Seguirono la raffica di licenziamenti, i 35 giorni di sciopero, il pieno appoggio di Berlinguer e l'esortazione di Ballestrero in favore delle famiglie degli operai in difficoltà. E infine, ottobre 1980: la «marcia dei quarantamila» a cui hanno parteciparono, oltre a numerosi impiegati e “capetti”, anche schiere di semplici operai. Da allora, il potere dei sindacati e, in genere, delle lotte operaie sarebbe stato notevolmente ridimensionato.

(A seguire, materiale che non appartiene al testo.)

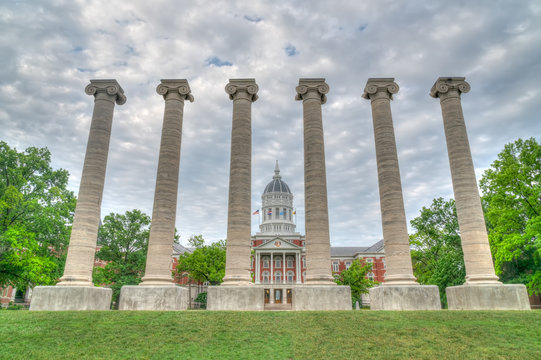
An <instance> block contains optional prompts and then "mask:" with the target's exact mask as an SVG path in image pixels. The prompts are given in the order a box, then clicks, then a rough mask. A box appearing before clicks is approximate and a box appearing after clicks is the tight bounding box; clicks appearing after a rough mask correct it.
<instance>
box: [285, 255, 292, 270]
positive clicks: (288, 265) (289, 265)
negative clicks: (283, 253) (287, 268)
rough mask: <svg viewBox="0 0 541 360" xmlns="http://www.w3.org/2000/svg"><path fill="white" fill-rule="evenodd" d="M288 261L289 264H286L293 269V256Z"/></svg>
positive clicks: (287, 258)
mask: <svg viewBox="0 0 541 360" xmlns="http://www.w3.org/2000/svg"><path fill="white" fill-rule="evenodd" d="M286 259H287V264H286V266H287V267H288V268H292V267H293V256H288V257H287V258H286Z"/></svg>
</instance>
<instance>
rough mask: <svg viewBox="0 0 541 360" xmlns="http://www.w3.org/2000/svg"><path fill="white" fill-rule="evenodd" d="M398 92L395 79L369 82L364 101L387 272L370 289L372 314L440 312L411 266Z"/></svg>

Ma che cosa scriveva il foglio in quegli anni? Nei primi anni Settanta, il fenomeno della violenza “rossa” veniva trattato solo di sfuggita. A partire dal 1978, le nette prese di posizione si moltiplicarono. Caro fratello brigatista: così iniziava una “lettera”ai terroristi che proseguiva con drammatiche domande: «Quanti sono gli uomini che avete giudicato e ucciso, in nome di un ideale che non può più essere ormai l’ideale dei poveri, perché porta il marchio sanguinario dei loro padroni?» (n. 63). Sull’assassinio di Moro, così ci si esprimeva: «Prima del 16 marzo Moro poteva essere giudicato politicamente. Dopo, e fino alla morte, egli è stato il più debole, la vittima del sopruso, è diventato uno dei poveri del mondo, spogliato di tutto. Perciò lo abbiamo difeso e oggi lo onoriamo» (n. 64). In seguito mi limito a citare il commosso ricordo di Vittorio Bachelet, amico di Peyretti (n. 79). Nel numero 80 si proclama che il “sistema”, il tanto esecrato “sistema”, «è migliore del terrorismo». Nel n. 84, col significativo titolo Abbiamo perso tutti, si opera una profonda analisi della “storica” vertenza in Fiat. La famosa «marcia dei quarantamila» non viene né esaltata né demonizzata. Abbiamo infine un illuminante e originale studio sul linguaggio delle Brigate Rosse: Le parole che uccidono (n. 87). È stato il foglio all’altezza della tragica e difficile epoca storica? Credo di sì.